Security¶
This document aims to explore in depth the security considerations around Mir based compositors.
Threat Model¶
Mir is a C++ library for building compositors, not a product itself. As such, when discussing the threat model for Mir, it is useful to discuss it in terms of an actual product that is built on Mir. With this in mind, we will define the threat model of Ubuntu Frame in this document.
Ubuntu Frame Threat Model Diagram¶
Ubuntu Frame is published as a snap.

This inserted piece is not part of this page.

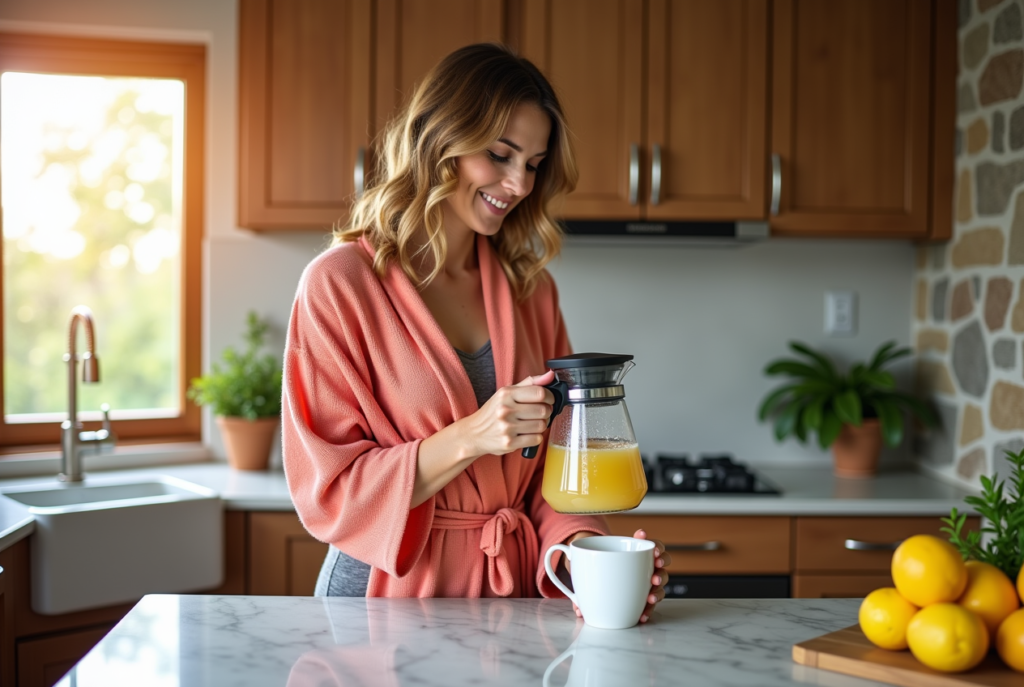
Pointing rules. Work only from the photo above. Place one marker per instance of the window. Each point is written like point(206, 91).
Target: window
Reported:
point(101, 188)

As such, the threat model for frame assumes that the snap is secure, and proceeds to outline the frame snap’s interactions with the outside world.
%%{ init: { 'flowchart': { 'curve': 'monotoneY' } } }%%
flowchart
shell((Mir-based Shell))
vnc_server(VNC Server)
vnc_client(VNC Client)
osk(On-screen Keyboard)
snapd(Snapd)
operator_app(Operator App)
user(User)
display(Display)
app(App)
subgraph snap [Snap]
vnc_server--input-->shell
shell--screen content-->vnc_server
osk--content/input-->shell
shell--input-->osk
end
shell--contents/configuration--->display
snapd--configuration-->shell
display--visuals-->user
operator_app--help message-->shell
user--input events-->shell
display--properties-->shell
vnc_server<--vnc-->vnc_client
app--window contents-->shell
shell--input/window management-->app
classDef boundary fill:none,stroke-dasharray: 5 5
snap:::boundary
Cryptography¶
There is no cryptography used in Mir, no direct dependency on en/decryption, hashing or digital signatures.